Seeking to extend his two-decade-long rule in the presidential election on May 14, Erdoğan addressed his supporters at a big rally in İstanbul’s now-closed Atatürk Airport in Yeşilköy.
Erdoğan, who has been accusing the opposition and their joint presidential candidate Kemal Kılıçdaroğlu of working hand-in-hand with the outlawed Kurdistan Workers’ Party (PKK), stopped at one point to show a video without telling his supporters it had been altered.
Cumhurbaşkanı Erdoğan, İstanbul Mitingi'nde Kemal Kılıçdaroğlu'nun "Haydi" reklam filmine PKK'lı Murat Karayılan’ın videosunu montajlayıp PKK'lılar CHP'nin şarkısını söylüyorlar gibi izlettirdi. pic.twitter.com/BgJy5O1Wot
— 23 DERECE (@yirmiucderece) May 7, 2023
In the video, which begins with Kılıçdaroğlu singing the opposition’s election song, Murat Karayılan, a senior PKK leader, is also seen singing the same song while clapping his hands.
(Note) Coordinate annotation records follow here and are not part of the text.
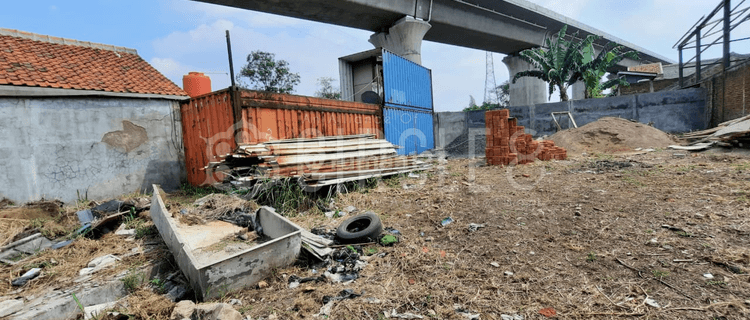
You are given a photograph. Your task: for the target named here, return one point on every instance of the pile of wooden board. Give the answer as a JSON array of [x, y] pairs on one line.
[[734, 132], [317, 161]]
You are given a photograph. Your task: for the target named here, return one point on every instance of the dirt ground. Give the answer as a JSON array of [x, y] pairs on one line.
[[586, 237], [611, 135]]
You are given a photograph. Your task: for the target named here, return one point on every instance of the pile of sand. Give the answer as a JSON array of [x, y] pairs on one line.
[[611, 135]]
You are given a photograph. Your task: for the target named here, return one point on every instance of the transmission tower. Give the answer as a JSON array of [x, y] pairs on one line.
[[490, 91]]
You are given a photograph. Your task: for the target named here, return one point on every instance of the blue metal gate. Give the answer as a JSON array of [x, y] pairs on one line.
[[410, 129], [408, 110]]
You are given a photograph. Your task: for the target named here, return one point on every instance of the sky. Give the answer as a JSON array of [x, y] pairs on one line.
[[179, 36]]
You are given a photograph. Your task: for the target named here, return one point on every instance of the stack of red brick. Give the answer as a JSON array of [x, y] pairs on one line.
[[507, 142]]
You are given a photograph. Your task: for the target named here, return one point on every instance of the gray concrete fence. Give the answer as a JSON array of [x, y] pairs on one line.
[[462, 133]]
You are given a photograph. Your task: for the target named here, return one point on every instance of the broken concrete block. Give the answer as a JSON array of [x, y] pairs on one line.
[[103, 261], [186, 309], [176, 293], [216, 311], [34, 246], [31, 274], [125, 232], [92, 312], [183, 309], [98, 263], [85, 216], [9, 307], [207, 270], [112, 206]]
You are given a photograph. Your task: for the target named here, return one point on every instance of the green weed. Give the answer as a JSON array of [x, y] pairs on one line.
[[132, 280], [660, 273], [591, 257]]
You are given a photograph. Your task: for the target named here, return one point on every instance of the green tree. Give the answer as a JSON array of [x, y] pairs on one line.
[[596, 66], [559, 65], [565, 62], [327, 90], [265, 73]]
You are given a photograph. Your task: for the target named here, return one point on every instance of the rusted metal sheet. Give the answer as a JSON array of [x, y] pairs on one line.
[[211, 131], [207, 127], [316, 160], [270, 117]]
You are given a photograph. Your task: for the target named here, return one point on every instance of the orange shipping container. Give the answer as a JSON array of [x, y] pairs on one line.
[[211, 130]]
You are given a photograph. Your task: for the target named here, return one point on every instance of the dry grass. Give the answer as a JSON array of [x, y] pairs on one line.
[[561, 239]]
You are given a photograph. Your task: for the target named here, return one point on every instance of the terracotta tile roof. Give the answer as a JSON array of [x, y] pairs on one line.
[[650, 68], [28, 59]]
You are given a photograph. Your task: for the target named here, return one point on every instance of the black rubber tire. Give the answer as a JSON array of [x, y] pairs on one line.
[[360, 228]]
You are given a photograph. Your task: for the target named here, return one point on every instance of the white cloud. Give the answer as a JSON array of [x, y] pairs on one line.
[[571, 8]]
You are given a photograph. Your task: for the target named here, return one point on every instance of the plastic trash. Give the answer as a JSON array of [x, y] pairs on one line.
[[31, 274], [446, 221]]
The PKK, listed as a terrorist organization by Turkey and much of the international community, has been waging a bloody campaign in Turkey’s southeast since 1984.
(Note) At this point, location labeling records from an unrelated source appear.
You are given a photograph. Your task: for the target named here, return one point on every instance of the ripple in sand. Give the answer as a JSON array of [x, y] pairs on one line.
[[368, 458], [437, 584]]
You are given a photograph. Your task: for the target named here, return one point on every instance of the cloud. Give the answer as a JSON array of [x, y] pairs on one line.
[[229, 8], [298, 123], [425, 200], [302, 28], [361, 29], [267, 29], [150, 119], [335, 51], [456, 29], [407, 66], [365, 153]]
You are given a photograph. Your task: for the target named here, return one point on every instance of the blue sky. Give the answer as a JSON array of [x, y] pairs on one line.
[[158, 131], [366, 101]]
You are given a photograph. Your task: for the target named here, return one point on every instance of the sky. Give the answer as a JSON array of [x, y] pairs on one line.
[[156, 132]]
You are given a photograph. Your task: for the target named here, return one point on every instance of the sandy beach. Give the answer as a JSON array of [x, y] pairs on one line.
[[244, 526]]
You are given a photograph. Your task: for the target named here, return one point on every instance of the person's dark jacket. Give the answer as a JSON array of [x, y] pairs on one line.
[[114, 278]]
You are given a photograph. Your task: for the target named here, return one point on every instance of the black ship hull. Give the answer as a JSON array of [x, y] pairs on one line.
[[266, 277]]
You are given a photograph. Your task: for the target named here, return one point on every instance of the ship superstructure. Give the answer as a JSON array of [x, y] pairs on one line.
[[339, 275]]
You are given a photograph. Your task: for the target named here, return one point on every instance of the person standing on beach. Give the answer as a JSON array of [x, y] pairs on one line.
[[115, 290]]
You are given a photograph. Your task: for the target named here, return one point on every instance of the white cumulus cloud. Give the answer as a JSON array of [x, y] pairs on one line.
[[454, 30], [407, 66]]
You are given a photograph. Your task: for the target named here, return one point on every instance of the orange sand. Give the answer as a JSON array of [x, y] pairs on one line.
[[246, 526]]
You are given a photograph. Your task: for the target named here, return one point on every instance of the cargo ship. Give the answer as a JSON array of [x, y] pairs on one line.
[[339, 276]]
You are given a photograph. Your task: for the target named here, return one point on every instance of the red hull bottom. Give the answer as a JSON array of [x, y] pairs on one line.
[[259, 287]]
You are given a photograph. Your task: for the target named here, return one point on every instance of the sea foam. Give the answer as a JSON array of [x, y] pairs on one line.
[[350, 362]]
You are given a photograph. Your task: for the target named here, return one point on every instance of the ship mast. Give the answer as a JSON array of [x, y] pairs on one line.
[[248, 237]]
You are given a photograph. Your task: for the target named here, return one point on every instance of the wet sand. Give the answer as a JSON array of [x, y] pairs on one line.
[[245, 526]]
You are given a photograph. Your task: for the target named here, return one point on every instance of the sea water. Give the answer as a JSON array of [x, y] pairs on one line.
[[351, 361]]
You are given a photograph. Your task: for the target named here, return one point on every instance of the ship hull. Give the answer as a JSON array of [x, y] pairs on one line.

“Would my nationalist citizens vote for them?” Erdoğan asked. “Look, this is very important,” he said as the video was being played.
The CHP leader had already warned last week about the use of possible “Cambridge Analytica-style” tactics and the use of deepfake videos 10 days before the elections, sparking a debate on election meddling.
Cambridge Analytica, a now-defunct British political consulting firm, became infamous for its involvement in the manipulation of voter data and targeted political advertising during the 2016 US presidential election. The company’s tactics have since become synonymous with data privacy violations and unethical practices in election campaigns.
Kılıçdaroğlu also said the ruling Justice and Development Party (AKP) had hired foreign hackers to launch an online campaign against him days before the elections and paid them in bitcoin.
He said the hackers were hired to spread negative propaganda about him and his party by altering videos and images of him.
Deepfake technology can be used to create realistic-looking videos or audio recordings of people saying or doing things they never actually did, which can be used for malicious purposes such as spreading fake news, disinformation or propaganda.
“They know they will lose the election. [That’s why] they’re searching for ways to win the election with slanders and lies. … This shows they’re in a state of panic,” Kılıçdaroğlu said, referring to the ruling party.
Observers say Erdoğan is facing the most challenging election of his two-decade rule as he trails Kılıçdaroğlu in the polls.
The alliance led by Kılıçdaroğlu has pledged to restore democracy, release jailed opposition figures, revive freedom of expression and return to economic orthodoxy if it wins the parliamentary and presidential elections on May 14. Their goal is to undo President Erdoğan’s two-decade legacy of highly centralized rule.